Books
Abortion rights, reproductive justice and the state: International perspectives
Gujarat, A Journey…
Buddhist Iconography In Bihar,A.D.,600-1200
Gautama, the Ny?ya Philosophy
India, Habermas and the Normative Structure of Public Sphere
Creating an equitable space for teaching and learning: towards theory and evidence-based practice
Ethnicity and Adivasi Identity in Bangladesh
Education as development: deprivation, poverty, dispossession
Environment, Climate Change And Migration In South Asia
Dance Movement Therapy and Psycho-social Rehabilitation
A History of Pre-Buddhistic Indian Philosophy
Contextualizing Sectarianism in the Middle East and South Asia
DISTANCE EDUCATION: ORIGIN, GROWTH AND DEVELOPMENT
Decolonizing Consciousness: Reclaiming the Indian Psychology of Well-being
Geo-economic perspectives in the global environment
Federalism And Inter-state River Water Disputes In India
GREEN ECONOMICS: The Road to a Balanced and Healthy Economy
Higher education and intellectual retrogression: the neoliberal reign
DEMONETIZATION AND INDIAN ECONOMY
African Clusters in India
Online store of household appliances and electronics
Then the question arises: where’s the content? Not there yet? That’s not so bad, there’s dummy copy to the rescue. But worse, what if the fish doesn’t fit in the can, the foot’s to big for the boot? Or to small? To short sentences, to many headings, images too large for the proposed design, or too small, or they fit in but it looks iffy for reasons.
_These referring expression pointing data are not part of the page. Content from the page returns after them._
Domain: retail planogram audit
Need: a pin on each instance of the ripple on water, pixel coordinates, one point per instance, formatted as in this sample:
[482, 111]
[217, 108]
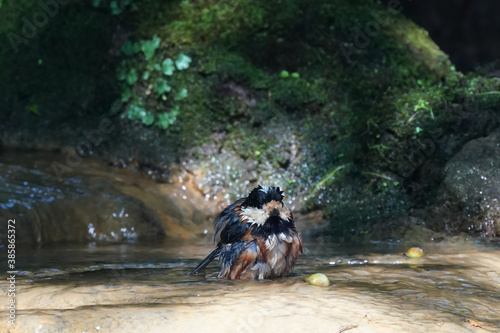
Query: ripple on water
[119, 287]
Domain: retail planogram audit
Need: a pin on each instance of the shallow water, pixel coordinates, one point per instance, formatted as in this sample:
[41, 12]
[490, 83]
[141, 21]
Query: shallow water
[144, 287]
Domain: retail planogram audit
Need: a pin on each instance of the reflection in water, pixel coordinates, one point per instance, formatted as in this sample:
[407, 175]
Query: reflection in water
[145, 287]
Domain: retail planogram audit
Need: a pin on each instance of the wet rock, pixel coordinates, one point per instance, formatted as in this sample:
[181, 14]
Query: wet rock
[471, 187]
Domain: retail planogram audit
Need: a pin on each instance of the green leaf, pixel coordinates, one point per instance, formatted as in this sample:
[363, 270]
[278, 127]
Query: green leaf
[149, 46]
[33, 108]
[168, 66]
[132, 76]
[130, 48]
[182, 61]
[115, 9]
[161, 86]
[126, 94]
[175, 111]
[122, 71]
[166, 119]
[136, 111]
[181, 94]
[148, 119]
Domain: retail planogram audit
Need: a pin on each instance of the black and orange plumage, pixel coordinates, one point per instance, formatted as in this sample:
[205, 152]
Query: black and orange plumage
[258, 238]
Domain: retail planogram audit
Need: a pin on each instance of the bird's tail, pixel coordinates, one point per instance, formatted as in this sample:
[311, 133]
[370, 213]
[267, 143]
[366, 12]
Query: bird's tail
[206, 261]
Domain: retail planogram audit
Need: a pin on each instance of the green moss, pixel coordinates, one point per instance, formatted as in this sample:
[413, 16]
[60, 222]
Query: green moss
[243, 75]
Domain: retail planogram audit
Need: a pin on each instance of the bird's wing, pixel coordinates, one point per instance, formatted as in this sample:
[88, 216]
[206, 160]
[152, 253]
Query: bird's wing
[229, 221]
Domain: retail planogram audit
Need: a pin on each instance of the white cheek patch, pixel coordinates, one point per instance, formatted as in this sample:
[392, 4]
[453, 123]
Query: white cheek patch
[285, 213]
[271, 242]
[285, 238]
[254, 215]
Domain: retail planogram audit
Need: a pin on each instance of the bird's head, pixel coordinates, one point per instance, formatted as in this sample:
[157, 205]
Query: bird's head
[264, 204]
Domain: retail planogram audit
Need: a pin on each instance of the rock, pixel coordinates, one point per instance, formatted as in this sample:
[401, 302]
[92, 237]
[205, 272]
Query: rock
[472, 185]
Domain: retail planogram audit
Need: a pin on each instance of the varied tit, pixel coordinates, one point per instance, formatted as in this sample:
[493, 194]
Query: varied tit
[259, 239]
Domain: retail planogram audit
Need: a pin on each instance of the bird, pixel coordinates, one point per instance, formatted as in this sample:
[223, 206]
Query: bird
[258, 237]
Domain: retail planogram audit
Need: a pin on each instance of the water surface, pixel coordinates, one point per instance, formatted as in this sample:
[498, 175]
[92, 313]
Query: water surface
[144, 287]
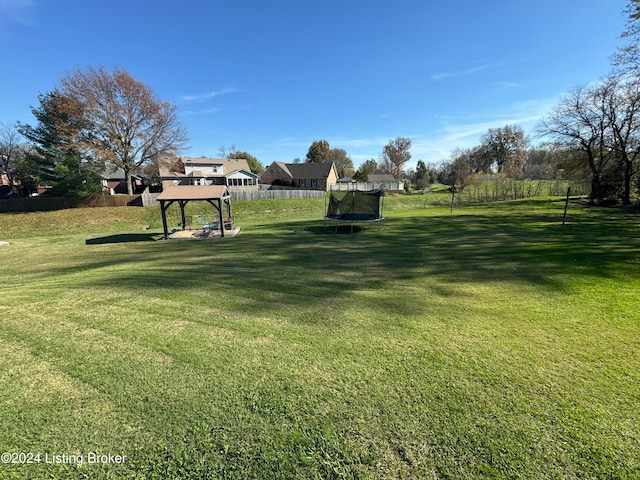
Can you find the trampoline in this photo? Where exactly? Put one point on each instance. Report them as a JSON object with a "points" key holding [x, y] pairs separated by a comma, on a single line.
{"points": [[354, 208]]}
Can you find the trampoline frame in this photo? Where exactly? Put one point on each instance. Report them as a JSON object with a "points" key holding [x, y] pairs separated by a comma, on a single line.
{"points": [[355, 218]]}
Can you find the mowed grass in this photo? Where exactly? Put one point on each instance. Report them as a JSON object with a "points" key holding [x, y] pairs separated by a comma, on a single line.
{"points": [[493, 342]]}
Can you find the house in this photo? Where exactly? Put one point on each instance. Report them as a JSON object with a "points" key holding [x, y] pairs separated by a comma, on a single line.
{"points": [[233, 173], [114, 181], [306, 176], [384, 181]]}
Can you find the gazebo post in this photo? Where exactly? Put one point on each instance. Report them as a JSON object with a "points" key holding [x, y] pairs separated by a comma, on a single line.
{"points": [[183, 203], [163, 210]]}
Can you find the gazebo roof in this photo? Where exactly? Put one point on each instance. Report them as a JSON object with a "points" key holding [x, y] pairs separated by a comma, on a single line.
{"points": [[194, 192]]}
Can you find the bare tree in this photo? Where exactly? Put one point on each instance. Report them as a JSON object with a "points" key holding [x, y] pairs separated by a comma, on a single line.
{"points": [[124, 124], [581, 122], [623, 111], [12, 152], [503, 150], [627, 58], [394, 155]]}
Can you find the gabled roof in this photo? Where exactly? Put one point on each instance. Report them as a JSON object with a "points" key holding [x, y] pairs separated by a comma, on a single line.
{"points": [[380, 177], [193, 192], [310, 170], [114, 174], [247, 172], [167, 167]]}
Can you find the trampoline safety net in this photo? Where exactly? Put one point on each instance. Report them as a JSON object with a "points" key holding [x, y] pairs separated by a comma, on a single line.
{"points": [[355, 205]]}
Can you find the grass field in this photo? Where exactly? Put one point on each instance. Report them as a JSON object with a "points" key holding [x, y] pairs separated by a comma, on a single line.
{"points": [[493, 342]]}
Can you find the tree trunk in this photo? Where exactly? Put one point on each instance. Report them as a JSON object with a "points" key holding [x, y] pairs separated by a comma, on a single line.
{"points": [[628, 173], [127, 176]]}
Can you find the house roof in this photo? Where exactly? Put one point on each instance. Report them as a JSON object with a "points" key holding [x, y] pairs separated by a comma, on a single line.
{"points": [[114, 174], [229, 165], [204, 160], [307, 170], [245, 171], [193, 192], [380, 177]]}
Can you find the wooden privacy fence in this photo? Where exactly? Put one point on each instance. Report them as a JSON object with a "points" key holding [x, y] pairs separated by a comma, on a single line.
{"points": [[275, 194], [46, 204]]}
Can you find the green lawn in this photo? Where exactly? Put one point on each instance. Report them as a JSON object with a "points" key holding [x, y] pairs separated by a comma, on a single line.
{"points": [[493, 342]]}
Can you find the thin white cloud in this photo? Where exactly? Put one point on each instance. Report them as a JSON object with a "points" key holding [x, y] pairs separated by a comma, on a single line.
{"points": [[16, 11], [208, 96], [459, 73], [466, 132], [200, 112]]}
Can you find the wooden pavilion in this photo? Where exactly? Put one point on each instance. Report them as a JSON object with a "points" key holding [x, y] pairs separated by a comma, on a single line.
{"points": [[217, 195]]}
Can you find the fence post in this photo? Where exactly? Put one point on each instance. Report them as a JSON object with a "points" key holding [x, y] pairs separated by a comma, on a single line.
{"points": [[566, 204]]}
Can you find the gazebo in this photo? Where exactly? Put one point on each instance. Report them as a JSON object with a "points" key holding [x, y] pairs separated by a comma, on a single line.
{"points": [[216, 195]]}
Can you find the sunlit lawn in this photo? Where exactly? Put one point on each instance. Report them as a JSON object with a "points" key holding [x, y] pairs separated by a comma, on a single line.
{"points": [[491, 342]]}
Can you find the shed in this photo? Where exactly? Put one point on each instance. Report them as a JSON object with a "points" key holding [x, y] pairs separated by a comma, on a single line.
{"points": [[216, 195]]}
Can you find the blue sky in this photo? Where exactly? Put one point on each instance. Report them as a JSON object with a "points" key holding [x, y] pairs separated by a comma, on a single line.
{"points": [[270, 77]]}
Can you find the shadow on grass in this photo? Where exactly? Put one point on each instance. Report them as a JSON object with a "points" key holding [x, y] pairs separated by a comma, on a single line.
{"points": [[301, 263], [124, 238]]}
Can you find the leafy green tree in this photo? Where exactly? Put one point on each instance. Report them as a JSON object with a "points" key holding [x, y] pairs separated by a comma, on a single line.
{"points": [[503, 150], [344, 164], [366, 168], [254, 164], [319, 151]]}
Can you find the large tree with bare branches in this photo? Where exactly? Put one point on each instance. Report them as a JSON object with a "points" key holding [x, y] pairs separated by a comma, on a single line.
{"points": [[124, 124], [12, 152], [394, 155]]}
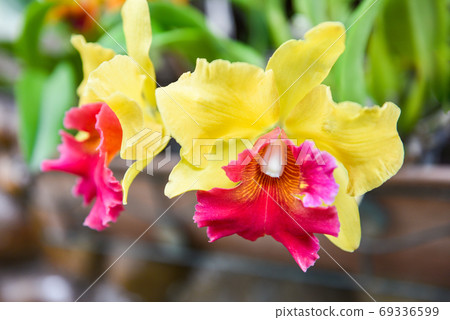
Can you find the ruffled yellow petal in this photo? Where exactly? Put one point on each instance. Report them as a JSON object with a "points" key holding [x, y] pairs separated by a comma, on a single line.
{"points": [[120, 74], [301, 65], [136, 168], [120, 83], [138, 36], [219, 100], [92, 55], [363, 139], [347, 208], [186, 177]]}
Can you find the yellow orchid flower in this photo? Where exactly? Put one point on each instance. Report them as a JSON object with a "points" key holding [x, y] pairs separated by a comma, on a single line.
{"points": [[228, 103], [126, 83]]}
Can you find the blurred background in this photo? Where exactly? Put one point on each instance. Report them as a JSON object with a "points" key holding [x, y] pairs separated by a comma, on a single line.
{"points": [[396, 50]]}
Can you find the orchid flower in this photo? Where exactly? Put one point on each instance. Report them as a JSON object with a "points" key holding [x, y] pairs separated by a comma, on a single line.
{"points": [[228, 104], [126, 83], [117, 102], [88, 155]]}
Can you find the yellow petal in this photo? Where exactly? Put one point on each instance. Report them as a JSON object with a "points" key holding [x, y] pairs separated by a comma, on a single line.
{"points": [[364, 139], [219, 100], [186, 177], [132, 172], [347, 208], [120, 74], [119, 83], [301, 65], [138, 36], [92, 55]]}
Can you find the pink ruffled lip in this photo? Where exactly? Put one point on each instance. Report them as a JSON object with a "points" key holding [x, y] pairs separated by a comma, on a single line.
{"points": [[291, 202], [89, 158]]}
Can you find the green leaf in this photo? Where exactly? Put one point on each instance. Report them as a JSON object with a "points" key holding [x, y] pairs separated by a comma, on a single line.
{"points": [[170, 16], [27, 45], [58, 96], [349, 69], [28, 92], [315, 10], [383, 75], [277, 21]]}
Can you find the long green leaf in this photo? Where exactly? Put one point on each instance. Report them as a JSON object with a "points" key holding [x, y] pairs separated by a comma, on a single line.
{"points": [[28, 93], [27, 45], [349, 69], [58, 95]]}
A client that’s unhappy for a reason is a problem, a client that’s unhappy though he or her can’t quite put a finger on it is worse. Chances are there wasn’t collaboration, communication, and checkpoints, there wasn’t a process agreed upon or specified with the granularity required. It’s content strategy gone awry right from the start. If that’s what you think how bout the other way around? How can you evaluate content without design? No typography, no colors, no layout, no styles, all those things that convey the important signals that go beyond the mere textual, hierarchies of information, weight, emphasis, oblique stresses, priorities, all those subtle cues that also have visual and emotional appeal to the reader.